Intrinsic said: Don't fall for the BS marketing fud. SUPERSAMPLING is actually the purest and amongst the most costly forms of anti-aliasing. Anti-aliasing basically renders "just-alike" pixels to fill the steps between pixels. These pixels are naturally of a lower quality but the effect is that you get a smoother jaggies free image. Supersampling/downsampling is a way of rendering the image at a higher resolution that what is supported by your display then shrinking the bigger image with more pixels to fit into your display. Basically, your 1080p (or whatever) is displaying a higher resolution image resized to fit your screen.

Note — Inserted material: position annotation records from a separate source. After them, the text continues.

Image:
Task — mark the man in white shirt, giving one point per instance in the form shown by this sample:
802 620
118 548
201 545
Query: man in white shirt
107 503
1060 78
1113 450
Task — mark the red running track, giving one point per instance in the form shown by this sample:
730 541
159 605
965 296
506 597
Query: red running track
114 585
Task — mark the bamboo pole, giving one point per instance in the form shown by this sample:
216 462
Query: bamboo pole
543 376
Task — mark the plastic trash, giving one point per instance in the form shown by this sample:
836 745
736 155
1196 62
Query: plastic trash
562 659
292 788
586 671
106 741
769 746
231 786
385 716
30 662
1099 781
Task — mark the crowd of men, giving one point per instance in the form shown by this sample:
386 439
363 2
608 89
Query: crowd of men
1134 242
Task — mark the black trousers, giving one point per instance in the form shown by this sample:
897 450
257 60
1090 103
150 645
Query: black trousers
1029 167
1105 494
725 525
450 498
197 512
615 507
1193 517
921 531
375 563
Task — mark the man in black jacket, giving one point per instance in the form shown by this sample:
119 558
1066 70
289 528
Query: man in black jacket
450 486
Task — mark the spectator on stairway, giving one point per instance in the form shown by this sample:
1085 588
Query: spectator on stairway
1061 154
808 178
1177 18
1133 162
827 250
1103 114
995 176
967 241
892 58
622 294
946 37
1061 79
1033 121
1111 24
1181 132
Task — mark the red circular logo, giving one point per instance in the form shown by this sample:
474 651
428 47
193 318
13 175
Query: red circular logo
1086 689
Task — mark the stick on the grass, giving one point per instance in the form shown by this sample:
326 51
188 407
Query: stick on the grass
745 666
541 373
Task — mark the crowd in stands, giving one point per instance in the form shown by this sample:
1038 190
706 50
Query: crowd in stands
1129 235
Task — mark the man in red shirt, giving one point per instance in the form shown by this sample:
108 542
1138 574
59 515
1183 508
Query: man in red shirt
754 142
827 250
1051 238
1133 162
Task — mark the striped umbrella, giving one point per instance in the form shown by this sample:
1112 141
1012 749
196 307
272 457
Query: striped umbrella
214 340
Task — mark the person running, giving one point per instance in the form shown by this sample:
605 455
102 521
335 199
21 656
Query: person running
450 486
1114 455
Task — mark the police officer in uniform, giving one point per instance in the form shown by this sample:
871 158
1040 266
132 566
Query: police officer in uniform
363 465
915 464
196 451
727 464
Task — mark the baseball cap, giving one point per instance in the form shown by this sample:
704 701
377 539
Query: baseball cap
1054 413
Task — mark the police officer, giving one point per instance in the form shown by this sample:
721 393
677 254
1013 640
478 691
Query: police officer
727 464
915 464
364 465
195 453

Typically, if SSAA is done on the software side, that means that a GPU would natively render an image at a resolution higher that your displays native resolution then shrink it to fit. Very GPU intensive. What Nvidia is claiming here is a hardware approach. That wil upscale the image the GPU spits out then downsample the upscaled image and output that at yo displays native resolution. Thing is, you GPU is still only rendering a (eg) 1080p mage. And what you are output is a downsampled 4k image of an original 1080p image. Kinda silly if you ask me. It would probably be equivalent to like free FSAA and nothing more |
According to description, they are rendering at 4k: "At 3840x2160 (4K), the number of sample points is multiplied by 4, enabling the game to capture and render more detail on each blade of grass.",
And then downsampling do 1080p: Finally, DSR applies a custom-made 13-tap Gaussian filter as the 4K image is scaled back down to 1920x1080 for display on the monitor:
But I agree that is only justa a high demanding and naive anti-aliasing method.